I wouldn't leave your observation windows open. Do you have a screened bottom, or is it solid and attached? A screened bottom with a bottom board you can raise and lower is good for controlling small hive beetles. You can place trays of mineral oil under the screen. The bees will chase the beetles through the screen and they will fall into the oil. I actually have an extension to my hives that is four inches deep that is latched on. Inside is diatomaceous earth. The bees chase the beetles through cuts in the hive floor into the extension, and the beetles fall to their doom.


----------



## robherc (Mar 17, 2012)

For SHB in a KTBH (and I love seeing someone in Kenya who's actually using a KTBH), I'd simply toss a couple scraps of corrugated cardboard (from a shipping box) in on the floor of the hive. Next time you're in the hive, take those "beetle traps" out, burn them immediately, and replace with new scraps. The bees chase the beetles whenever they see them...then the beetles "discover" the cardboard that they can get into & the bees can't....then you pull it out, full of beetles & beetle eggs; bad day to be a small hive beetle! lol


----------



## TheGeneralsBees (Feb 17, 2013)

I love this idea.


robherc said:


> toss a couple scraps of corrugated cardboard (from a shipping box) in on the floor of the hive.
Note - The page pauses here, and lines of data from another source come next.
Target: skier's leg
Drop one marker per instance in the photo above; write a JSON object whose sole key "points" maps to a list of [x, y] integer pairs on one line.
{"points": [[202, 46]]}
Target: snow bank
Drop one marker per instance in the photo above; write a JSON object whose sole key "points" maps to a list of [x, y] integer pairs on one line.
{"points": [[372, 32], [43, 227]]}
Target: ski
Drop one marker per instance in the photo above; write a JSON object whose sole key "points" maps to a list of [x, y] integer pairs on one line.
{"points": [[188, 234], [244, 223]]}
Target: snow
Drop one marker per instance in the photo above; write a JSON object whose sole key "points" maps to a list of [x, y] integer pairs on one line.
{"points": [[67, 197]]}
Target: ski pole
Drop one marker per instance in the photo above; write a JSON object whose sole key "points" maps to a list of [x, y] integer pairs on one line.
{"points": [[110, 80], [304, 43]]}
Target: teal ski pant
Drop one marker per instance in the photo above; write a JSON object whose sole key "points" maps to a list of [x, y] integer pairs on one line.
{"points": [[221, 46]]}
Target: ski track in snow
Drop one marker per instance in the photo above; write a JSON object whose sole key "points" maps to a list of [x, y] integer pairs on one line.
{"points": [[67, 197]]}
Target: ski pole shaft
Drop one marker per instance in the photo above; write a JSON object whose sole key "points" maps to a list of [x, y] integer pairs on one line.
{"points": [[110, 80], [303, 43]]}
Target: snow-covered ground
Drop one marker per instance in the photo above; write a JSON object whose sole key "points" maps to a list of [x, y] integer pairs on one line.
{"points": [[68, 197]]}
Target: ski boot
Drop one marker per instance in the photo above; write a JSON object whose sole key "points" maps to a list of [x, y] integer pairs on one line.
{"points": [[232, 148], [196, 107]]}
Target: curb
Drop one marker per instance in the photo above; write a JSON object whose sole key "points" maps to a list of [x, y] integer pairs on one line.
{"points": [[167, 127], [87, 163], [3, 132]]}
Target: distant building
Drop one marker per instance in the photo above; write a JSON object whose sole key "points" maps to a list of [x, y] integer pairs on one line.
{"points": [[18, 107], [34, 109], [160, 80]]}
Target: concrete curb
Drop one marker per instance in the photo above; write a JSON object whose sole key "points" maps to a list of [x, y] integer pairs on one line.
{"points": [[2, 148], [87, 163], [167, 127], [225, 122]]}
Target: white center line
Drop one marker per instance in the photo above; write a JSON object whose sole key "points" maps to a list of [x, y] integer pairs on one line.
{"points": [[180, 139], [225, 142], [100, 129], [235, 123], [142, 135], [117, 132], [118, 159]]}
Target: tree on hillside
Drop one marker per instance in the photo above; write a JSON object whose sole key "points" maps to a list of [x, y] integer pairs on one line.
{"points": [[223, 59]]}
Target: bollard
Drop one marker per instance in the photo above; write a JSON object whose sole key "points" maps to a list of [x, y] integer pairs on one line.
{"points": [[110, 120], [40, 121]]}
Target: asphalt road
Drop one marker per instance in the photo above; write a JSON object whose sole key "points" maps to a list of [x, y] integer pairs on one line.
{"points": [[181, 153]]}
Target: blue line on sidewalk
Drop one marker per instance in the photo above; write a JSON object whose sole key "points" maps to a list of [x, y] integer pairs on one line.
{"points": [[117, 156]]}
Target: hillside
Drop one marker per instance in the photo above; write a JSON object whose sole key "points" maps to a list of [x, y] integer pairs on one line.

I have just spotted beetles in my hive and was working on traps. This is one that I will definitely try out.


----------



## Yunzow (Mar 16, 2017)

Do you think this might work with plastic cardboard? It has similar size holes to corrogated.


robherc said:


> For SHB in a KTBH (and I love seeing someone in Kenya who's actually using a KTBH), I'd simply toss a couple scraps of corrugated cardboard (from a shipping box) in on the floor of the hive. Next time you're in the hive, take those "beetle traps" out, burn them immediately, and replace with new scraps. The bees chase the beetles whenever they see them...then the beetles "discover" the cardboard that they can get into & the bees can't....then you pull it out, full of beetles & beetle eggs; bad day to be a small hive beetle! lol


----------